Tenho aprendido a andar pela fé a acreditar no que não vejo e isto tem me levado a rever minha tábua de valores entre eles... meu legado. Durante muito tempo acreditava que deveria me esforçar para deixar património e riqueza para meus filhos como forma de "garantir" bem estar e conforto. Hoje, isto não faz parte das minhas preocupações, passei então a me preocupar com meus exemplos e minhas atitudes que servirão de inspiração para meus filhos e poderão norteá-los em suas vidas. Isto sim passou a ser importante para mim. Tornar-se uma pessoa cada vez melhor a cada dia passou a ser minha razão de existir, de modo que ao deixar este mundo, tenho certeza de que o deixarei melhor do que o encontrei.
25 de setembro
A primavera chegou, mas faz frio na Paulicéia e os paletós, casacos e jaquetas ainda não voltaram para o armário.

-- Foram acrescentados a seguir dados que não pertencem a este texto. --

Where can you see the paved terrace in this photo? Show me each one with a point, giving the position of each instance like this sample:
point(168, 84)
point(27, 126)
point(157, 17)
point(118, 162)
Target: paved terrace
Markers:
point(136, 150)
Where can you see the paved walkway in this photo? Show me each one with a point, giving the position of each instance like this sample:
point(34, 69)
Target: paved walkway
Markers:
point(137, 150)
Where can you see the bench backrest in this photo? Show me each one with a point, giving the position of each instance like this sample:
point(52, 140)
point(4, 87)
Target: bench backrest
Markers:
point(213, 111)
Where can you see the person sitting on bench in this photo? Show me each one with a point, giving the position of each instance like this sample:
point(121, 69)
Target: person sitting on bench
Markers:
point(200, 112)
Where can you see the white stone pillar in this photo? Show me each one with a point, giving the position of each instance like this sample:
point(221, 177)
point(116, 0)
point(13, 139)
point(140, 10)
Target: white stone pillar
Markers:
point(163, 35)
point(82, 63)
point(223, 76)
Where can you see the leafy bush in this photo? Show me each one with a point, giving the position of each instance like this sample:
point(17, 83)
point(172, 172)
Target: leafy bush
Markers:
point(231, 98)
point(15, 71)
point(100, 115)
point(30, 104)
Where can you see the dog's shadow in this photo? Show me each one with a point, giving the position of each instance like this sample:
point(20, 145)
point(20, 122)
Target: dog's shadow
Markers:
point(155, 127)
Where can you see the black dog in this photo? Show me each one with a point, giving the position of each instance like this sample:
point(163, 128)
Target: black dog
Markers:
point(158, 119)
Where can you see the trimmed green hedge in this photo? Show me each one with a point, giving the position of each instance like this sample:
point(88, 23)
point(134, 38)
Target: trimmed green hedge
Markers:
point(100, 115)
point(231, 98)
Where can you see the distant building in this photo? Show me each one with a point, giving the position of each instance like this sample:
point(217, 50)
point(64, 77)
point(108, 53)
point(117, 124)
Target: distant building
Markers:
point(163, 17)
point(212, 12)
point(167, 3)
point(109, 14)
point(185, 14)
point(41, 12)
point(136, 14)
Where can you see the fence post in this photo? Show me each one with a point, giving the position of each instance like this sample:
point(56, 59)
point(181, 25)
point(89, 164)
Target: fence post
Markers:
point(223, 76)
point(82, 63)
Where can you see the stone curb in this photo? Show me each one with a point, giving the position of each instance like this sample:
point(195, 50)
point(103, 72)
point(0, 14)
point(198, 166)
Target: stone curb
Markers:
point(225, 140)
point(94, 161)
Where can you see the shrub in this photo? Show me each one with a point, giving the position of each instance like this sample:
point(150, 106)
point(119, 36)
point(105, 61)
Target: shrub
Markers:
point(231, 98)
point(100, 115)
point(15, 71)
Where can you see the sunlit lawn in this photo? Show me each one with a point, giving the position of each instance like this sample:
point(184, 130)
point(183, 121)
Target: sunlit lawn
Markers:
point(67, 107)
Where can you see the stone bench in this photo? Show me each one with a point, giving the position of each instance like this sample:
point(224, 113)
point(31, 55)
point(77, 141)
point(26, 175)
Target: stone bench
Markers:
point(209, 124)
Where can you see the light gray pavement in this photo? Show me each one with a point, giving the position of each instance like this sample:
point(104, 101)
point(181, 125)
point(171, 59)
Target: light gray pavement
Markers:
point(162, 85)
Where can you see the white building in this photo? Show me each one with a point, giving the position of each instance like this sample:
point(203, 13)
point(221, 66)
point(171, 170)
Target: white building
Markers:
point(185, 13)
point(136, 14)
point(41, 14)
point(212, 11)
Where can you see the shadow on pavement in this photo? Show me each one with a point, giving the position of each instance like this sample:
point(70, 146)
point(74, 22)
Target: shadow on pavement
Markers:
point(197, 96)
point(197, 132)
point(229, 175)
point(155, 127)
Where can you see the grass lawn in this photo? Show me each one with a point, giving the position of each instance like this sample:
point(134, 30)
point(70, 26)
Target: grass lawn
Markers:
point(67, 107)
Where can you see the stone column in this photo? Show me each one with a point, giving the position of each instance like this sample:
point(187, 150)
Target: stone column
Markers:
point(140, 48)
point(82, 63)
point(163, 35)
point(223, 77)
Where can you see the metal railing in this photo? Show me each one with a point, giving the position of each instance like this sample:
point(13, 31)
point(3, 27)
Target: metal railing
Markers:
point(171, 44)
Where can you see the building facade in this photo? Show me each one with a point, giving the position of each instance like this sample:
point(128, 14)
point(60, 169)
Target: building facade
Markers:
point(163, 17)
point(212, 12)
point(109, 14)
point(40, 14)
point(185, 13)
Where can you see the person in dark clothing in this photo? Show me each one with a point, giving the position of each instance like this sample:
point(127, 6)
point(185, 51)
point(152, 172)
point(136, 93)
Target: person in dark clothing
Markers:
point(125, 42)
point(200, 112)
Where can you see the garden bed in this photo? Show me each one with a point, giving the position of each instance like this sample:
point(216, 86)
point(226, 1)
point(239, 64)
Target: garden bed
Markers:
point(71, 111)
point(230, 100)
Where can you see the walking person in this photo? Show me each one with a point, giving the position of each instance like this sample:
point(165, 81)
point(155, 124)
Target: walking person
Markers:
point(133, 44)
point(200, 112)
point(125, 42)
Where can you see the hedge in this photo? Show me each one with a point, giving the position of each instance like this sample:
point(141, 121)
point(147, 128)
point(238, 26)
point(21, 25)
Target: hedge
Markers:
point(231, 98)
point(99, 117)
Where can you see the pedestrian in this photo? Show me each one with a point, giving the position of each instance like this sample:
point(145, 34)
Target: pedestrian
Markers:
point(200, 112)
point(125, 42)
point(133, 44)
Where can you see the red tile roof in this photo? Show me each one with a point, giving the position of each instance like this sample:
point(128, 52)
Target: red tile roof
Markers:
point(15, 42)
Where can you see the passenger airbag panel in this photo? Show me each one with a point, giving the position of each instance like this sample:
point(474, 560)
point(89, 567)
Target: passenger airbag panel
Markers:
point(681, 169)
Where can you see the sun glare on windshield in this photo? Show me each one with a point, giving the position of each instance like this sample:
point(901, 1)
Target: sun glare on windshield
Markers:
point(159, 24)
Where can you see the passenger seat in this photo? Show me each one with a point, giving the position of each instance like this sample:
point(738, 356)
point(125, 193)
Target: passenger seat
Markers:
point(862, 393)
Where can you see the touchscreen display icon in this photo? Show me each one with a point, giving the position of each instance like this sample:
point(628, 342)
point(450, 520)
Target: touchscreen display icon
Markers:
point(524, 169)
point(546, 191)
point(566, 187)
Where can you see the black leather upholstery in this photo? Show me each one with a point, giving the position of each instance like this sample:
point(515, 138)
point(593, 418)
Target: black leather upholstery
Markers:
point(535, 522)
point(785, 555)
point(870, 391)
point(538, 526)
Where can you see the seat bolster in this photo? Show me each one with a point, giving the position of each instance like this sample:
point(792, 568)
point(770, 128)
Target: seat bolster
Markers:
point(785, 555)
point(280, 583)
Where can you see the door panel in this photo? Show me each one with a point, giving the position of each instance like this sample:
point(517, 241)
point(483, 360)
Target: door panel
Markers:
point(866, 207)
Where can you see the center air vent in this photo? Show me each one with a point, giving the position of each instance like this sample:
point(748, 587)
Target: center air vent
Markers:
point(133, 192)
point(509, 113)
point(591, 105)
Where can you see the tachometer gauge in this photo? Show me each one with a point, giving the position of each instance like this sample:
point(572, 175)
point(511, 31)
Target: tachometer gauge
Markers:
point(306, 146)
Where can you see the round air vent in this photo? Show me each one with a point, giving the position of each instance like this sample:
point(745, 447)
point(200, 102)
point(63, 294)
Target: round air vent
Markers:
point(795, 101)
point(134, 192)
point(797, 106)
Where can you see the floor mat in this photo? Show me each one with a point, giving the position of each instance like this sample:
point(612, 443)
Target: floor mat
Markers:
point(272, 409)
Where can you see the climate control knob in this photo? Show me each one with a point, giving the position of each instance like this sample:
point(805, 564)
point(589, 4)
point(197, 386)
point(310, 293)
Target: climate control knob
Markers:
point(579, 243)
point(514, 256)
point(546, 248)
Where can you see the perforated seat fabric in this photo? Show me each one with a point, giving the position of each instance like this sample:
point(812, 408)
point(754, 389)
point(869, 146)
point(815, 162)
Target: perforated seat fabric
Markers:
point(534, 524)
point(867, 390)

Estamos próximos de mais uma eleição e as promessas e os canditados continuam os mesmos a inundar a mídia televisiva.
Há uma atmosfera de "apesar da crise externa" e da bolsa em baixa, tudo está bem no país da diversidade de cultura, natureza e de povos mansos. Tudo muito apropriado e ajustado.
Estamos vivendo um "boom" no mercado imobiliário sem precedentes. Apartamentos que valiam pouco mais de 100 mil reais, quase dobraram de preço nos últimos meses. Lançamentos é o que não faltam. Um novo padrão tomou conta do mercado: apartamentos com grandes varandas incluindo churrasqueira exclusiva. Estou vendo o dia em que hão de anunciar: compre uma varanda de 100m2 e ganha um apartamento de 130m2 grátis. Não sei onde isso chegará... até quando o mercado irá aguentar imóveis com preços estratoféricos. Receio que poderá haver um "crash" assim como ocorre atualmente no mercado norte americano.
Devo confessar que embarquei na nova onda, mas não foi por opção, melhor seria. Foi mesmo por falta de opção. Tivemos, por necessidade financeira, que vender o nosso apartamento de endereço "nobre", Rua Anália Franco. Até que eu gostava do apto sem varanda, mas bastante amplo, inclusive os banheiros. Acho que vou sentir saudades deles. Os vizinhos não eram lá muito amistosos. Nas tardes de domingo o sol invadia meu quarto calorosamente e me aquecia enquanto eu tirava um cochilo. Foi bom enquanto durou.